Klaus family recount the horror, pain of triple homicides

His mom’s chilling phone call screaming “they are all dead, they are all dead” will haunt Matthew Thomson for the rest of his life.
“That was the longest phone call of my life but it only a lasted a moment,” Matthew said as he read his victim impact statement to the court and faced his first cousin Jason Klaus, 41, and co-accused Joshua Frank, 32, after they were found guilty in Red Deer Court of Queen’s Bench Jan. 10 of three counts of first degree murder.
Justice Eric Macklin ruled Klaus and Frank were guilty of murdering Gordon Klaus, 61, Sandra Klaus, 62, and their daughter Monica, 40, on Dec. 8, 2013, then setting their farmhouse east of Castor on fire.
Matthew’s voice chocked up when he described his close relationship with his Uncle Gordon, Aunt Sandra and cousin Monica and added, “Some of my most cherished memories were at that farm.”
Matthew told Jason Klaus that he once looked up to him and “cherished the ground he walked on” hoping to someday be half the man he thought Jason Klaus was.
“My dreams of becoming anything like you are gone forever.”
Jason Klaus, while sitting in the prisoner box, didn’t look up at Mathew and kept his head down.

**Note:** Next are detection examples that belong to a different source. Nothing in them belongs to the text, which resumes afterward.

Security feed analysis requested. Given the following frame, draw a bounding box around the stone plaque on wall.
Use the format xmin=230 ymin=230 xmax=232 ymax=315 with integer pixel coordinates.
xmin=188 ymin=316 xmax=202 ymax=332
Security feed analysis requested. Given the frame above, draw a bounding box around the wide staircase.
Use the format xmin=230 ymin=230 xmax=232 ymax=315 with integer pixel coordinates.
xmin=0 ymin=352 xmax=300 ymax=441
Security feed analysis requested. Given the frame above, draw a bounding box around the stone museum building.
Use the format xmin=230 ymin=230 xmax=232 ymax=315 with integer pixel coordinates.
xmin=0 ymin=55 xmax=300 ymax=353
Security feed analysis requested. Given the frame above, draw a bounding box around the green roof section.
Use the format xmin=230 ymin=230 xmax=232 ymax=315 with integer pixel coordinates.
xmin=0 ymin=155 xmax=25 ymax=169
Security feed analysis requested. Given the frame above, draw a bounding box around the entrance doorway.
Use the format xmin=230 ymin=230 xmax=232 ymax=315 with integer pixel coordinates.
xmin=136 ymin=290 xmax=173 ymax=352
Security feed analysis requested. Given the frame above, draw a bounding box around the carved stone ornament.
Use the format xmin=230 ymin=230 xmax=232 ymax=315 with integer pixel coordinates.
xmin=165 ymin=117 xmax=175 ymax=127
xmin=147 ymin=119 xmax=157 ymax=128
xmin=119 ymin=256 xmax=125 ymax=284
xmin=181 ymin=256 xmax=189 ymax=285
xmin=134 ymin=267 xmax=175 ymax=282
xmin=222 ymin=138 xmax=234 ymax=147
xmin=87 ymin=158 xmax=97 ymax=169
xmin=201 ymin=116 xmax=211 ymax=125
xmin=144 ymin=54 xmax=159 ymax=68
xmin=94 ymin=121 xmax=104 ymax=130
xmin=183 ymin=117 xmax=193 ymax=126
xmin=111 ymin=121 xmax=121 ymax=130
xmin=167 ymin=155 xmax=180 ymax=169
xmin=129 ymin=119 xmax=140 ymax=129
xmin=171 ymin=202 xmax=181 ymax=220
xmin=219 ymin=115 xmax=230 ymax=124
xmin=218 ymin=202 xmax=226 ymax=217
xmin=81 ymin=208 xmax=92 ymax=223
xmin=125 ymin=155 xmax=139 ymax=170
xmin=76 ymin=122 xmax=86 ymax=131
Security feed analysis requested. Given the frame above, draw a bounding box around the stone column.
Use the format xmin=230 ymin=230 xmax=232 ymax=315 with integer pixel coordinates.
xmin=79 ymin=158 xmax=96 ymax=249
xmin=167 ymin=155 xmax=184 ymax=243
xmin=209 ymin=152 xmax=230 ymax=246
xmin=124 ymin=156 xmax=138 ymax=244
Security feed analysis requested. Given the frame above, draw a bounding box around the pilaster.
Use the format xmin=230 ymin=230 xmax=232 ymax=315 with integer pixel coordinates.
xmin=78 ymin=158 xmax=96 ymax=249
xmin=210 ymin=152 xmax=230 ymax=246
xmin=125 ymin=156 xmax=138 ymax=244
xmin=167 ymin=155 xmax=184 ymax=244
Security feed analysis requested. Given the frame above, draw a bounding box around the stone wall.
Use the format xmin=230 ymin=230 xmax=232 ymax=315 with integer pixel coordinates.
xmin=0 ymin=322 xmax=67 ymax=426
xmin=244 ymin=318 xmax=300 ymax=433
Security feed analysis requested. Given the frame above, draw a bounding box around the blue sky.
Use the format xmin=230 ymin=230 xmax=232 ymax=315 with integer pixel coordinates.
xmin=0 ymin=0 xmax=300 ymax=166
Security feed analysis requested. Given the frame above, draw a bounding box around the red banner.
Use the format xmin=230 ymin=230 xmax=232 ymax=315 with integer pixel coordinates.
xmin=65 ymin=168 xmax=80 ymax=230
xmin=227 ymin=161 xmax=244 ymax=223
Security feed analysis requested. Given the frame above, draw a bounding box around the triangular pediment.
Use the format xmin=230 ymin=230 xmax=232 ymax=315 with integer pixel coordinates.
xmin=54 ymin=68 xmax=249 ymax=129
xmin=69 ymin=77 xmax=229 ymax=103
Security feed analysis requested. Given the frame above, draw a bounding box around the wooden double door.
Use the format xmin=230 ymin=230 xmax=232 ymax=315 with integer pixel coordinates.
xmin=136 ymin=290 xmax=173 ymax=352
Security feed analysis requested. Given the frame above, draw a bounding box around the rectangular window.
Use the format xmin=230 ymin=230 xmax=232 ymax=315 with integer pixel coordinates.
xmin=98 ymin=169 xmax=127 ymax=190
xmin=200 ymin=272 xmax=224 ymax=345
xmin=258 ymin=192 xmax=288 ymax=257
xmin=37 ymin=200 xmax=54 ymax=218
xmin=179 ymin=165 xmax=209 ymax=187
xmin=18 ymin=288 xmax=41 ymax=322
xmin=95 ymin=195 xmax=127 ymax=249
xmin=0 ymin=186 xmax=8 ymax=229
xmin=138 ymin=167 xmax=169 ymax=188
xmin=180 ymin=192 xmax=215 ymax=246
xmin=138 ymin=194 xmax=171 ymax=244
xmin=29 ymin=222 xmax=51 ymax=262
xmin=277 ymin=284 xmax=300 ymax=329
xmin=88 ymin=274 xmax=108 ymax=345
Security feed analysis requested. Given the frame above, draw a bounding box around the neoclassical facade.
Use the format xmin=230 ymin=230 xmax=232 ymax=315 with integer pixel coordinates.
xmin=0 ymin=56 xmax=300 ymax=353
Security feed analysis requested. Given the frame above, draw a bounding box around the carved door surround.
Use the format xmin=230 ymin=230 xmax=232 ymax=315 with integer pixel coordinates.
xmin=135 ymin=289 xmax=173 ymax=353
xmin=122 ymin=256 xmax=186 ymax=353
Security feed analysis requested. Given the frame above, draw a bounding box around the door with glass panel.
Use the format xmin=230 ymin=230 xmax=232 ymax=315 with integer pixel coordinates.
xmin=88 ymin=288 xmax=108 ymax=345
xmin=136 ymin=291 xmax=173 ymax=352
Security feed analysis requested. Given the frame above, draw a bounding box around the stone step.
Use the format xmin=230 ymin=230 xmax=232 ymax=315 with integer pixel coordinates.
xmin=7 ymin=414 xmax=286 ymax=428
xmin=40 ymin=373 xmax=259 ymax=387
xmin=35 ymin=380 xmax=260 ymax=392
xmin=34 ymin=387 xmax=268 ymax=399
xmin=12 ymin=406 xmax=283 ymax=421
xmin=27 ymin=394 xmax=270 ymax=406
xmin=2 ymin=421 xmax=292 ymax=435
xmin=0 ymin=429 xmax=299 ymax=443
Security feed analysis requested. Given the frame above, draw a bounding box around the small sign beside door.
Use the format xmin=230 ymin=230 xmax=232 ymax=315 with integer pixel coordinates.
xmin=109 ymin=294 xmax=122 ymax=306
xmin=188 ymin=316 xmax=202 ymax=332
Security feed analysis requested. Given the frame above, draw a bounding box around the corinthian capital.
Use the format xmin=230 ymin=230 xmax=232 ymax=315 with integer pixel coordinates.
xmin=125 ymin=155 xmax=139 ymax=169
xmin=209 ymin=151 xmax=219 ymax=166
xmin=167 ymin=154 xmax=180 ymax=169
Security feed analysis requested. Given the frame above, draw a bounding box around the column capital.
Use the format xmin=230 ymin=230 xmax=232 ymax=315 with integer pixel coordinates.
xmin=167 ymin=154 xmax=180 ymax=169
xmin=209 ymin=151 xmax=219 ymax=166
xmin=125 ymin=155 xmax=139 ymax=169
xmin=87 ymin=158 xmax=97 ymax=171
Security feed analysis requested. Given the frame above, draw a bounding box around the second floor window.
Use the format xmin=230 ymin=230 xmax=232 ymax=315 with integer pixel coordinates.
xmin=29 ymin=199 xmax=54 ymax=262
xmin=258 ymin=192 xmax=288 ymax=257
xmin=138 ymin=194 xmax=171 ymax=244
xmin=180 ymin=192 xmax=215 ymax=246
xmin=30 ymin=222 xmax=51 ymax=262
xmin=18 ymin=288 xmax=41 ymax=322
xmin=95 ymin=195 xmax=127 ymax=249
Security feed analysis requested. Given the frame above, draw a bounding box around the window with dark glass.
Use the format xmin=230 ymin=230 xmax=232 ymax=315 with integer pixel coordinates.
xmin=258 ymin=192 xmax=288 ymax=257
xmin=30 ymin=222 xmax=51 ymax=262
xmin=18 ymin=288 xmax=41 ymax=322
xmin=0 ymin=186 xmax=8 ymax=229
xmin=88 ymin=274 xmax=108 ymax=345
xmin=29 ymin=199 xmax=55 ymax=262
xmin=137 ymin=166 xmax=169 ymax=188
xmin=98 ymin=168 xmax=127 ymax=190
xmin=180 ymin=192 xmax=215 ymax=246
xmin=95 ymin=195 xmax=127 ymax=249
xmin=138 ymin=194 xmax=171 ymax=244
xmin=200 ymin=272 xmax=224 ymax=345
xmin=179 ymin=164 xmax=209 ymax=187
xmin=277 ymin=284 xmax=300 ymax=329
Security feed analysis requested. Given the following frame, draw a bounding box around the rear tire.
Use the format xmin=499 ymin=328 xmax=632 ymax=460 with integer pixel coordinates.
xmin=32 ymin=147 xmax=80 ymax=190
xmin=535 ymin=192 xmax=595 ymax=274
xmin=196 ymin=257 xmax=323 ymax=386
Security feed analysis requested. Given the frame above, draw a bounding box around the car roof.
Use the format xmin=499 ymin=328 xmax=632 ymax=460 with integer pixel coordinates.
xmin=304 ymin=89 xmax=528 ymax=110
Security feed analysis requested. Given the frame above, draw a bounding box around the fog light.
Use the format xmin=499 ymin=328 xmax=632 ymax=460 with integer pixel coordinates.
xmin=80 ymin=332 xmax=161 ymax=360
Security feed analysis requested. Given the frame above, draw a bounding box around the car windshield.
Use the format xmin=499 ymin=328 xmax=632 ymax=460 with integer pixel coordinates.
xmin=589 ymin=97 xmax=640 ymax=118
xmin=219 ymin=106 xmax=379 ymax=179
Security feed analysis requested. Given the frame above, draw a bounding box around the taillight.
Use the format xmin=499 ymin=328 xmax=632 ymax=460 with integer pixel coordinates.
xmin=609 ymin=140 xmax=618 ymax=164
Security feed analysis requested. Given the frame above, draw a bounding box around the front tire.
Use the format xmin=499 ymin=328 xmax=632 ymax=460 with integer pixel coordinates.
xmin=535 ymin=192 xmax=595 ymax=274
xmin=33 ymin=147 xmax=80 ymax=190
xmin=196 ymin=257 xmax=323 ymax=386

Matthew’s sister Nicole, while reading her emotional victim impact statement, paused, her voice strong and looked directly at Jason Klaus sitting in the prisoner’s box.
“We share DNA but I will never be like you,” said Nicole. “Jason I used to love you and I will always treasure our time together, but who I thought you were died on Dec. 8 and I mourn your loss too.”
Jason Klaus looked up at his cousin and wiped his eyes. Joshua Frank kept his head and eyes downward.
“I have written this letter many times over the years, sometimes angry, sometimes resentful, sometimes heartbroken and sometimes resilient,” said Nicole.
She added that she lived in fear, saying if Jason Klaus could kill his parents and sister he is “capable of anything,” and “as long as you are both alive I will live in fear.”
Jason Klaus wiped his nose and then his eyes.
Nicole said some mornings she wakes up from a dream that they are all still alive and, “the smell of the house lingers on my hair in the morning,” and she momentarily forgets they are all dead.
“For a few seconds when I feel they are only a phone call and drive away, those precious moments, I savour them.”
Nicole said their grandfather Klaus came to Canada from Russia to make something of himself but Jason Klaus has “taken his name and smeared it with blood, greed and lies.”
“You are not worthy of the Klaus name,” she said, adding that she doesn’t want anyone to think the Klaus family (Gordon, Sandra and Monica) were anything like Jason Klaus.
“They are not liars, druggies and thieves and they are not evil. They were complex. They were lovely. They were funny. They were more than just a name, a (news story) tagline for murder.”
Nicole looked straight at Jason Klaus and Joshua Frank and said, “May God have mercy on your disgraceful souls.”
Nicole then looked at Jason Klaus and told him she would never forgive him or Joshua Frank.
“I will never do that. I know my uncle (Gordon Klaus) and he would never forgive you.”
Jason Klaus’s aunt Marilyn Thomson also read a powerful victim impact statement.
Marilyn recounted her horror at watching a police video recording played in court during the trial in November 2017 where her nephew, Jason Klaus, and his co-accused Josh Frank confess to the murders to undercover RCMP officers posing as fake crime bosses.
“I was horrified to hear your confession. It was incredibly overwhelming. I was absolutely devastated to hear it and watch your arrogance, the bragging, the conceit, the ignorance, the cockiness and the sheer happiness of Jason and Josh who were obviously buddies and proud of what they had done. That vision and cold words will never be forgotten by me.”
Marilyn said her nephew and co-accused don’t deserve forgiveness.
“I’m disgusted with both Jason and Josh and my hatred is immeasurable.
“Jason is dead to me (now). The whole family is gone.”
Marilyn’s husband, Barry Thomson, in his victim impact statement looked straight at Jason Klaus and asked him what could motivate someone to murder his immediate family.
“What arrogance to think his needs were greater than theirs.”
Jason Klaus looked up at his uncle and wiped his eyes.
“Can I grant forgiveness,” asked Barry as he looked at Jason Klaus before turning to the judge and saying, “No amount of time will ever be enough for this to happen.”
Jason wiped his eyes and used a Kleenex to blow his nose.
Two victim impact statements by Gordon’s brother Robert Klaus and his wife Christine Klaus, were read to the court by Crown Prosecutor Douglas Taylor.
Robert Klaus said because there were no remains for his sister-in-law Sandra Klaus, they put a portion of both Gordon and Monica’s remains in Sandra’s urn.
“They were a tight family and needed to share a sense of closeness.”